FOREIGN AND COMMONWEALTH OFFICE: MANAGING RISK IN THE OVERSEAS TERRITORIES
Publication of the Committee's 17th Report, Session 2007-08
Edward Leigh MP, Chairman of the Committee of Public Accounts, today said:
"The Foreign and Commonwealth Office is not doing enough to manage the risks arising from the UK's liability for the 14 Overseas Territories choosing to remain under British sovereignty.
"In most of the Territories, the standards of regulation across areas such as banking, money laundering, insurance and securities are not as good as those in the Crown Dependencies. The FCO, actively supported by other relevant agencies, must do more to help the Territories, especially the smaller ones, strengthen regulation. Where necessary, this should include bringing in more UK investigators and prosecutors.

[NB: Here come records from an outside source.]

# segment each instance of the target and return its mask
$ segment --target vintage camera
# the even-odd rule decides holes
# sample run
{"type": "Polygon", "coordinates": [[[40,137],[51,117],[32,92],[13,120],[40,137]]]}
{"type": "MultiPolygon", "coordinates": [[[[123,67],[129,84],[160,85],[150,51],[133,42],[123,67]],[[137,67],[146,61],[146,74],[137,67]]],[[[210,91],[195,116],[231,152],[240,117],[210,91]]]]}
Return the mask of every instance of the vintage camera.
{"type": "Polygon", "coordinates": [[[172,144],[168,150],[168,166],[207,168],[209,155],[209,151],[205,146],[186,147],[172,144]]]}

"The UK government must also be fully on top of the risks associated with its ultimate liability for the management of law and order in the Territories and for how Territories plan for disasters. The FCO should lay down the policing standards expected of the Territories and, together with DFID, draw up comprehensive disaster management strategies where they do not exist. In a world of climate change and rising sea levels, it is worrying that not all the Territories have such strategies."
Mr Leigh was speaking as the Committee published its 17th Report of this Session which, on the basis of evidence from the Foreign and Commonwealth Office and the Department for International Development, examined the oversight of offshore financial services in the Territories; the balance between UK and Territory funding and responsibilities; and governance and management of the Territories' external relations.
The United Kingdom retains responsibility for 14 Overseas Territories, 11 of which are permanently populated and which choose to remain under British sovereignty rather than to become independent states. The Territories are a diverse group, including Bermuda, home to 65,000 people and a major financial centre, and St. Helena, one of the most isolated populated islands in the world and reliant on UK aid.
While the Territories are a UK-wide responsibility, the Foreign and Commonwealth Office ("the Department") is the lead Department for coordinating UK Government policy for the Territories. The Department for International Development (DFID) coordinates development assistance, focusing on the three Territories of Montserrat, St. Helena and Pitcairn.
Assessing and managing the diverse range of risks facing the Territories is challenging. The Department aims to strike a balance between maximising the autonomy given to Territories' democratically elected governments, and minimising risks to the UK. The UK has dealt with a wide variety of risks and liabilities in the past, including pension liabilities of an estimated £100 million in Gibraltar and emergency aid of over £250 million to Montserrat after a volcanic eruption on the island.
The Department is attempting to increase capacity for oversight of Territories' financial services industries. However, regulatory standards in most Territories are not yet up to those in the Crown Dependencies (Jersey, Guernsey and the Isle of Man). Limited capacity also reduces the ability of Territories to investigate and prosecute money laundering. The Department has written to UK agencies, such as the Financial Services Authority, the Treasury and the Serious Organised Crime Agency, to emphasise the need for their involvement.
The Governor retains responsibility for managing risks such as crime and disasters, yet is dependent on funding being provided from Territory governments. In order to preserve relationships with local governments, Governors tend to rely on their influencing abilities and are reluctant to use more coercive measures to require funding.
Territories have seen improvements in disaster management, but this needs to accelerate as rising sea levels and global warming add to the existing risks from hurricanes and volcanoes. The Department's programme funds aimed at increasing Territory capacity to meet risks and encouraging sustainable development have been too thinly spread to be effective.
Standards of governance and financial reporting in the Territories are variable and can fall below standards acceptable in UK Local Government. Lax financial management can evade Departmental controls to protect the UK from risk, although there is stronger fiscal oversight of Territories receiving Development aid. The Department also represents the Territories' external interests. It is continuing diplomatic contacts with Argentina over a lack of air access through Argentinean airspace to the Falklands Islands, and over rights to fishing licences, an important income generator in the South Atlantic. The Department also maintains that legal costs it has incurred in contesting the right of the Chagos Islanders to return to their homeland of Diego Garcia in the British Indian Ocean Territory are justified.